Published online by Cambridge University Press: 05 November 2014
The relevance of the OECD and UN Model Conventions and their Commentaries for the interpretation of Serbian tax treaties
General remarks: the ‘succession’ drama
Before venturing into the topic of the impact of the OECD Model Tax Convention on Income and on Capital (OECD Model) and the United Nations Model Double Taxation Convention between Developed and Developing Countries (UN Model) and their Commentaries on bilateral tax treaties in Serbia, it would be prudent to analyse one of the specifics of this jurisdiction, which was caused by its rather turbulent recent past.

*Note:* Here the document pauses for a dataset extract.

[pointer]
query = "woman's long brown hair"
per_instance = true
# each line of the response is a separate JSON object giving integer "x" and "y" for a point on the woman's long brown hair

The last decade of the twentieth century in Europe brought on several examples of an otherwise rare occurrence – universal succession of the fiscus. Namely, three states ceased to exist: USSR, Czechoslovakia and the Socialist Federal Republic of Yugoslavia (SFR Yugoslavia). Newly formed states became their universal successors, taking over the taxing rights and obligations which were once in the jurisdiction of the countries of which they were part. Despite the fact that, unlike in the cases of Czechoslovakia and the USSR, the break-up of the SFR Yugoslavia during 1991 and 1992 was not amicable, five newly formed states that were recognized as independent by the international community in the beginning of 1992 are considered as its successors: Bosnia and Herzegovina, Croatia, the Federal Republic of Yugoslavia, the Former Yugoslav Republic (FYR) of Macedonia and Slovenia. The Federal Republic of Yugoslavia was made up of two constituent republics: Serbia and Montenegro.